You have skipped the navigation, tab for page content

There was fight, but still no bite as the Bulldogs slumped to a series of horror scoring statistics that rank among the worst in almost a century of rugby league after a 38-0 thumping from South Sydney.

For the third consecutive game, Canterbury couldn't score a point, joining only the ASADA-scandal rocked Sharks of 2014 in playing four straight hours of footy without a point.

With only 16 points to show for Canterbury's first month of footy, all of them coming in a round one loss to Newcastle, number crunchers were trawling all the way past the Great Depression for a slimmer haul.

The 1928 Glebe outfit trump this Bulldogs side with 12 from the opening four matches of that season. The Dirty Reds only lasted one more year in the competition.

Rounding out a miserable four weeks that come after a miserable four years, this is now Canterbury's worst start to a season in 50 years.

Not since 1971 have Canterbury been winless after the opening month, with South Sydney in cruise control for a decent portion of their six-tries-to-zip Good Friday victory.

Coach Trent Barrett was widely heralded as the puppeteer pulling the strings for Penrith last year, but he pulled no punches after this latest shutout.

He can see the problem, and the solution. But as for any progress being made by his "pedestrian" attack?

Struggling attack not the only worry for Barrett

"Not really. There's a lot of things that are going wrong with our attack and don't think this is the right forum to discuss it," Barrett said.

"Our attack is pedestrian. It is. But we don't help ourselves by these fundamental errors that we're making. We had two passes over the sideline, a forward pass from dummy-half. 

"I know what's wrong with our attack but I'm not going to discuss it here. It's not an easy fix no ... if it was that easy, everyone would be an NRL coach and you'd fix it, but it's not.

Just five minutes in the writing was on the wall for Canterbury and curly questions were being asked aloud, when Lachlan Lewis's head was crunched in an attempted tackle on Josh Mansour.

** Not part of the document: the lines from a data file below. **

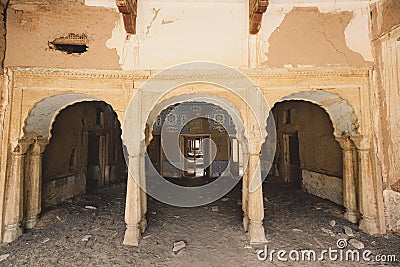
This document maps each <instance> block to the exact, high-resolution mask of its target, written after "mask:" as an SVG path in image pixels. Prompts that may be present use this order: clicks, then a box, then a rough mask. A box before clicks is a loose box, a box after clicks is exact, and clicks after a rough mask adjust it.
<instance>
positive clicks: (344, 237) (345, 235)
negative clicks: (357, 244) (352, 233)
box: [337, 233, 349, 241]
mask: <svg viewBox="0 0 400 267" xmlns="http://www.w3.org/2000/svg"><path fill="white" fill-rule="evenodd" d="M337 237H338V239H343V240H346V241H347V240H349V237H348V236H347V235H345V234H343V233H338V236H337Z"/></svg>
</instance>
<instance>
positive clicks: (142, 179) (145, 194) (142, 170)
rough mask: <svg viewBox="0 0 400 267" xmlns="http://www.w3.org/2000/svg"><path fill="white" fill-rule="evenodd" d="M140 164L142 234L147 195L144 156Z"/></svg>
mask: <svg viewBox="0 0 400 267" xmlns="http://www.w3.org/2000/svg"><path fill="white" fill-rule="evenodd" d="M139 162H140V167H139V171H140V211H141V213H140V214H141V219H140V231H141V233H142V234H143V233H144V231H146V228H147V219H146V213H147V193H146V157H145V155H141V156H140V158H139Z"/></svg>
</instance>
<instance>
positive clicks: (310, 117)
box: [273, 101, 343, 177]
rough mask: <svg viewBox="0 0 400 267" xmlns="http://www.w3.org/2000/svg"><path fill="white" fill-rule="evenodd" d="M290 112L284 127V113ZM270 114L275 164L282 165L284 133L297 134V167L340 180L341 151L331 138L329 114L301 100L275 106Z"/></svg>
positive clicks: (332, 132)
mask: <svg viewBox="0 0 400 267" xmlns="http://www.w3.org/2000/svg"><path fill="white" fill-rule="evenodd" d="M288 110H290V114H291V115H290V123H288V124H284V123H283V122H284V111H288ZM273 114H274V117H275V123H276V125H277V150H276V157H275V161H276V162H277V163H278V164H282V156H283V139H282V138H283V133H293V132H298V136H299V152H300V168H301V169H302V170H308V171H312V172H316V173H321V174H325V175H330V176H336V177H342V175H343V163H342V161H343V160H342V151H341V149H340V146H339V144H338V143H337V142H336V140H335V138H334V136H333V127H332V123H331V121H330V119H329V116H328V114H327V113H326V112H325V111H324V110H323V109H322V108H321V107H318V106H317V105H314V104H311V103H307V102H304V101H288V102H282V103H278V104H277V105H276V106H275V107H274V109H273Z"/></svg>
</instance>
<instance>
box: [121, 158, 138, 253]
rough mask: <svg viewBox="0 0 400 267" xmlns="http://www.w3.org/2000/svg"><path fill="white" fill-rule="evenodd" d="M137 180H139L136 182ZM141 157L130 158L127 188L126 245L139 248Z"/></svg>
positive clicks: (128, 166)
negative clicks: (140, 178) (137, 247)
mask: <svg viewBox="0 0 400 267" xmlns="http://www.w3.org/2000/svg"><path fill="white" fill-rule="evenodd" d="M135 178H136V179H137V180H135ZM139 179H140V157H139V156H136V157H133V156H129V166H128V181H127V186H126V206H125V223H126V231H125V238H124V245H130V246H138V245H139V240H140V236H141V231H140V221H141V217H142V216H141V207H140V199H141V194H140V187H139V184H138V182H137V181H139Z"/></svg>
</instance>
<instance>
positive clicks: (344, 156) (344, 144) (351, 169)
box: [336, 136, 359, 223]
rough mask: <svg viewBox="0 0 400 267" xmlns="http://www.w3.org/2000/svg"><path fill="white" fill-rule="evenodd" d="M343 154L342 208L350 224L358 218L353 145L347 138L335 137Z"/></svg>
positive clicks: (347, 138) (344, 137)
mask: <svg viewBox="0 0 400 267" xmlns="http://www.w3.org/2000/svg"><path fill="white" fill-rule="evenodd" d="M336 140H337V141H338V142H339V144H340V147H341V148H342V152H343V206H344V207H345V208H346V212H345V214H344V217H345V218H346V219H347V220H349V221H350V222H352V223H357V222H358V218H359V213H358V207H357V191H356V179H355V170H354V162H353V143H352V141H351V140H350V138H349V137H348V136H343V137H337V138H336Z"/></svg>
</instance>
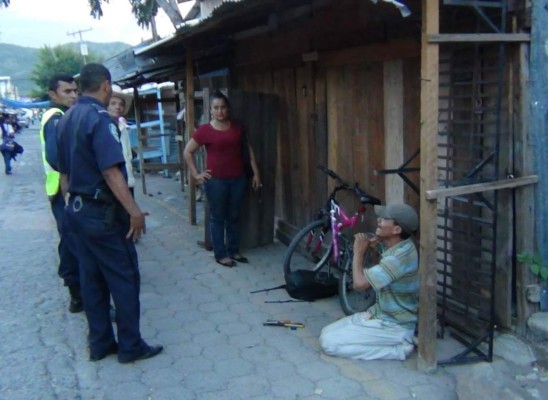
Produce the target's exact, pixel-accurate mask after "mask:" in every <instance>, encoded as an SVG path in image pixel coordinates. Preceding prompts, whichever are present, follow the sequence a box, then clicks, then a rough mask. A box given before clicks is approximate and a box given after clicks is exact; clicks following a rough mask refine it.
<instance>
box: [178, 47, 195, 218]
mask: <svg viewBox="0 0 548 400" xmlns="http://www.w3.org/2000/svg"><path fill="white" fill-rule="evenodd" d="M185 89H186V90H185V92H186V129H187V143H188V141H189V140H190V138H191V135H192V132H193V131H194V126H195V122H196V120H195V108H194V60H193V59H192V49H191V48H190V47H187V48H186V88H185ZM181 179H182V177H181ZM188 188H189V189H188V201H189V205H188V213H189V216H188V218H189V220H190V224H191V225H196V183H195V182H194V178H193V177H192V176H190V171H189V175H188Z"/></svg>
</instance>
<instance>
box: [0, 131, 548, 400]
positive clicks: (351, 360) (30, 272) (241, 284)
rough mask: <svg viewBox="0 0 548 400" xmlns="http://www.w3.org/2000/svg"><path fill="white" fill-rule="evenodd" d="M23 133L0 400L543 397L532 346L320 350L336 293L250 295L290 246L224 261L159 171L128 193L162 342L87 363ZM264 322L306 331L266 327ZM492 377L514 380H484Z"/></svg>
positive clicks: (3, 222) (268, 284)
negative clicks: (205, 250) (460, 361)
mask: <svg viewBox="0 0 548 400" xmlns="http://www.w3.org/2000/svg"><path fill="white" fill-rule="evenodd" d="M17 140H18V142H20V143H21V144H22V145H23V146H24V147H25V153H24V154H23V156H22V157H20V160H19V161H17V162H15V163H14V173H13V175H11V176H6V175H4V174H3V171H1V173H0V202H1V203H0V204H2V211H1V212H0V229H1V232H2V240H1V241H0V252H1V254H2V265H1V268H0V335H1V338H2V340H1V341H0V399H6V400H18V399H20V400H29V399H63V400H64V399H66V400H69V399H83V400H87V399H116V400H124V399H128V400H129V399H131V400H134V399H136V400H137V399H143V400H149V399H150V400H171V399H200V400H201V399H204V400H207V399H215V400H223V399H227V400H232V399H284V400H285V399H287V400H297V399H298V400H304V399H336V400H340V399H348V400H352V399H381V400H389V399H402V400H404V399H427V400H435V399H439V400H450V399H457V398H461V399H489V398H497V399H505V398H515V399H520V398H522V399H529V398H531V399H541V398H547V395H548V391H545V390H546V385H548V383H546V382H545V381H543V379H544V377H545V375H543V374H544V373H545V371H544V370H543V369H542V368H540V369H539V368H538V366H536V367H535V368H536V369H535V368H533V367H532V366H531V361H532V360H534V357H533V356H532V355H530V354H528V353H527V352H528V351H529V350H528V347H527V346H525V347H524V349H523V350H518V351H519V352H521V353H524V355H523V357H522V359H523V360H524V361H523V363H522V365H518V364H515V363H511V362H508V361H506V360H505V359H504V358H501V357H498V356H497V357H495V362H494V363H492V364H486V363H481V364H477V365H474V366H470V365H468V366H459V367H445V368H441V367H440V368H438V370H437V372H436V373H435V374H432V375H426V374H423V373H420V372H418V371H417V369H416V354H414V355H413V356H412V357H411V358H410V359H408V360H406V361H404V362H399V361H373V362H361V361H354V360H346V359H337V358H333V357H329V356H326V355H324V354H322V353H321V351H320V348H319V344H318V336H319V333H320V330H321V328H322V327H323V326H325V325H326V324H328V323H330V322H332V321H333V320H335V319H336V318H340V317H341V316H342V312H341V310H340V307H339V304H338V300H337V298H331V299H326V300H322V301H316V302H314V303H295V302H293V303H266V302H265V301H277V300H288V299H289V297H288V295H287V294H286V292H285V291H283V290H276V291H271V292H268V293H257V294H250V292H251V291H253V290H258V289H263V288H268V287H272V286H275V285H278V284H281V283H283V276H282V273H281V261H282V258H283V254H284V250H285V246H283V245H281V244H279V243H274V244H272V245H270V246H265V247H262V248H258V249H252V250H249V251H247V252H246V253H245V254H246V255H247V256H248V257H249V258H250V260H251V263H250V264H248V265H245V264H243V265H239V266H238V267H237V268H232V269H229V268H223V267H221V266H219V265H218V264H216V263H215V261H214V259H213V257H212V254H211V253H209V252H206V251H204V250H203V249H201V248H200V247H198V246H197V244H196V243H197V242H198V241H199V240H202V239H203V228H202V227H201V226H200V225H199V226H191V225H190V224H189V223H188V216H187V214H188V213H187V211H186V204H187V200H186V198H185V196H186V195H187V193H186V192H185V193H183V192H181V191H180V184H179V182H176V181H175V180H174V179H171V178H164V177H162V176H161V175H159V174H154V175H150V176H149V175H147V188H148V192H149V193H150V194H149V195H143V194H142V193H140V191H139V190H136V192H138V193H137V195H136V197H137V201H138V203H139V204H140V205H141V207H142V208H143V209H144V210H147V211H149V212H150V216H149V217H148V219H147V227H148V233H147V235H145V236H144V237H143V238H142V239H141V240H140V241H139V243H138V244H137V250H138V253H139V260H140V268H141V274H142V286H141V315H142V318H141V327H142V334H143V337H144V338H145V340H147V341H148V342H149V343H151V344H163V345H164V346H165V350H164V352H163V353H162V354H161V355H159V356H157V357H155V358H153V359H150V360H145V361H141V362H137V363H135V364H129V365H121V364H119V363H118V362H117V361H116V358H115V357H109V358H107V359H105V360H102V361H100V362H96V363H92V362H89V361H88V351H87V346H86V331H87V324H86V322H85V318H84V315H83V314H77V315H73V314H70V313H68V311H67V303H68V294H67V291H66V289H65V288H63V287H62V286H61V282H60V280H59V279H58V277H57V275H56V263H57V254H56V245H57V241H58V239H57V232H56V230H55V225H54V220H53V217H52V216H51V212H50V209H49V205H48V204H47V201H46V197H45V194H44V191H43V187H42V186H43V185H42V166H41V159H40V151H39V141H38V135H37V129H36V128H34V129H32V128H31V129H28V130H26V131H25V132H24V133H23V134H21V135H19V136H18V137H17ZM138 180H139V177H138ZM199 204H200V203H199ZM200 207H203V206H202V205H200ZM199 211H200V210H199ZM202 215H203V213H202V212H199V216H200V217H201V216H202ZM200 222H201V221H199V223H200ZM267 319H283V320H285V319H289V320H292V321H298V322H303V323H304V324H305V328H303V329H297V330H290V329H286V328H280V327H265V326H263V325H262V323H263V322H264V321H266V320H267ZM511 343H515V342H511ZM438 347H439V358H440V359H441V358H444V357H446V356H449V355H453V354H456V353H457V351H458V344H457V343H456V342H454V341H451V340H450V339H444V340H440V341H439V342H438ZM511 347H512V345H511ZM511 351H513V352H514V355H515V353H516V348H515V347H512V350H511ZM525 353H527V354H525ZM535 374H536V375H535ZM478 376H479V377H481V381H479V382H478V379H477V378H476V377H478ZM498 381H500V382H509V383H510V384H511V387H510V389H507V388H505V387H502V386H501V385H502V383H501V384H500V385H498V386H494V385H492V383H493V382H498ZM474 382H477V383H481V384H483V385H477V387H476V386H474ZM490 384H491V385H490ZM499 386H501V387H499ZM478 388H482V389H478ZM486 388H487V389H486ZM489 388H492V390H489ZM535 390H536V392H535ZM458 393H461V394H460V396H459V394H458ZM505 396H508V397H505Z"/></svg>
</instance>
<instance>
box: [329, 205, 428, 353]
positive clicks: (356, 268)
mask: <svg viewBox="0 0 548 400" xmlns="http://www.w3.org/2000/svg"><path fill="white" fill-rule="evenodd" d="M375 213H376V214H377V216H378V219H377V229H376V231H375V237H368V236H367V235H366V234H364V233H358V234H356V235H355V238H354V256H353V260H352V280H353V285H354V290H357V291H360V290H362V291H363V290H367V289H369V288H371V287H372V288H373V289H374V290H375V293H376V296H377V297H376V301H375V304H374V305H373V306H371V307H370V308H369V309H368V310H367V311H365V312H360V313H356V314H353V315H350V316H347V317H344V318H342V319H340V320H338V321H336V322H334V323H332V324H330V325H327V326H326V327H324V328H323V329H322V332H321V334H320V345H321V347H322V349H323V351H324V352H325V353H327V354H329V355H332V356H338V357H346V358H354V359H360V360H375V359H391V360H405V359H406V357H408V356H409V354H411V352H412V351H413V349H414V345H413V335H414V330H415V326H416V323H417V313H418V290H419V276H418V255H417V249H416V247H415V244H414V243H413V241H412V239H411V237H410V236H411V234H412V233H413V232H415V231H416V230H417V229H418V217H417V213H416V212H415V210H414V209H413V208H412V207H410V206H409V205H407V204H391V205H388V206H386V207H383V206H375ZM377 245H378V246H377ZM371 246H377V248H378V249H379V250H380V251H379V252H380V257H381V258H380V261H379V263H378V264H377V265H374V266H373V267H370V268H367V269H364V268H363V263H364V256H365V253H366V251H367V249H368V248H369V247H371Z"/></svg>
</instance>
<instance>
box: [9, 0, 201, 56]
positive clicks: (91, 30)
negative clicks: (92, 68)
mask: <svg viewBox="0 0 548 400" xmlns="http://www.w3.org/2000/svg"><path fill="white" fill-rule="evenodd" d="M185 4H186V5H187V6H188V5H191V4H190V3H185ZM183 12H184V10H183ZM183 16H184V13H183ZM156 23H157V29H158V34H159V35H160V36H161V37H165V36H168V35H170V34H172V33H173V25H172V24H171V22H170V21H169V18H168V17H167V16H166V15H165V13H164V12H163V11H161V10H160V11H159V12H158V17H157V20H156ZM87 29H91V30H90V31H87V32H83V33H82V39H83V40H84V41H90V42H100V43H104V42H124V43H127V44H130V45H136V44H139V43H140V42H142V41H143V40H146V39H150V38H151V37H152V34H151V32H150V30H144V29H141V28H139V26H138V25H137V22H136V20H135V17H134V16H133V14H132V13H131V6H130V4H129V1H128V0H110V1H109V3H108V4H107V3H105V2H103V17H102V18H101V19H100V20H96V19H94V18H93V17H92V16H91V15H90V9H89V5H88V0H11V4H10V6H9V7H8V8H0V43H9V44H15V45H19V46H25V47H34V48H40V47H42V46H44V45H47V46H56V45H59V44H65V43H71V42H78V41H79V40H80V37H79V35H78V34H76V35H69V33H73V32H76V31H79V30H82V31H84V30H87Z"/></svg>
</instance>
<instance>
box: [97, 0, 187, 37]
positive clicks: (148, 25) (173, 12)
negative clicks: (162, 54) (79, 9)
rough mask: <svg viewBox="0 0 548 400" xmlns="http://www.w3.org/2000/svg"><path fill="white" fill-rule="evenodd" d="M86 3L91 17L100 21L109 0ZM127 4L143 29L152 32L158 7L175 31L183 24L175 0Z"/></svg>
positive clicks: (153, 0)
mask: <svg viewBox="0 0 548 400" xmlns="http://www.w3.org/2000/svg"><path fill="white" fill-rule="evenodd" d="M88 1H89V6H90V8H91V15H92V16H93V17H94V18H97V19H100V18H101V17H102V16H103V8H102V6H103V3H108V2H109V0H88ZM129 2H130V4H131V11H132V12H133V15H134V16H135V18H136V19H137V24H139V26H141V27H143V28H150V27H152V28H153V30H154V18H155V17H156V14H158V7H160V8H161V9H162V10H164V12H165V13H166V14H167V16H168V17H169V19H170V21H171V23H172V24H173V26H174V27H175V29H177V27H178V26H179V25H181V24H182V23H183V22H184V21H183V16H182V15H181V11H179V7H178V5H177V0H129ZM155 36H156V35H155Z"/></svg>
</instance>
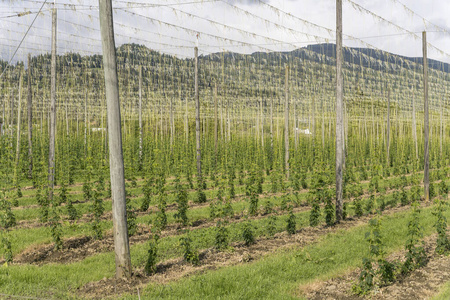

Lewis stumbled out of the contact but remained on the field for one more set, only to be called from the paddock for a HIA he duly failed.

Barrett acknowledged the issue around Lewis's head knock, saying: "He should have come off.

"We realised that and we thought that. He probably should have come straight off."

Cook through the middle, Walker under the posts

With hooker Sione Katoa switching into the halves the Bulldogs battled on, Jack Hetherington with a few screws loose in the process.

The fire-and-brimstone-wielding front-rower overdid it twice in a madcap few minutes, being placed on report for a crusher tackle on Cameron Murray, then launching a long-range shoulder charge at the next Rabbitoh he encountered.

Luckily Hetherington missed his mark or both men would still be in orbit.

His 120-plus running metres in 40 minutes still made him the best Bulldog on the park, but eventually the Rabbitohs ground them down to a 14-0 half-time lead.

From the outside Damien Cook had threatened to unpick Canterbury's ruck defence as though opening a locked door with a hairpin.

Cook. Walker. Rinse and repeat.

By the 32nd minute, he was doing just that for Cody Walker to score the simplest of support tries.

In the 55th they repeated the dose from 60 metres out.

Cook had himself a day out two line breaks for tries and 134 running metres – a triple-figure mark he passed seven times in his breakout 2018 season, only for this to be his third 100 metres-plus haul since.

In between Walker's two tries, the South Sydney playmaker let his aggression get the better of him when he landed an elbow to the back of Nick Meaney's head.

That and a crusher tackle from Keaon Koloamatangi were two of the few blemishes on South Sydney's afternoon, while Meaney didn't last the day due to broken ribs, just to rub salt into very open blue and white wounds.

As his wont, if Wayne Bennett was impressed by the Rabbitohs showing, he wasn't showing it afterwards.

"I just thought the continuity in our game wasn't there, [there] was a lot of stop start stuff," Bennett said.

"I was pleased with [keeping the Bulldogs scoreless]. We played a pretty good game last week [against the Roosters] and we gave up 16 points from a drop ball and two kicks. That takes the gloss off what you do.

"So when you're playing as comprehensively as we were today against that opposition you do want to come in with that scoreboard as low as you possibly can."

For the Rabbitohs Josh Mansour, Alex Johnston, Latrell Mitchell and Adam Reynolds all helped themselves to tries.

With a penalty goal and six conversions from as many attempts, Reynolds' 18 points kept the scorers busy all afternoon.

If only the same could said for poor old Canterbury.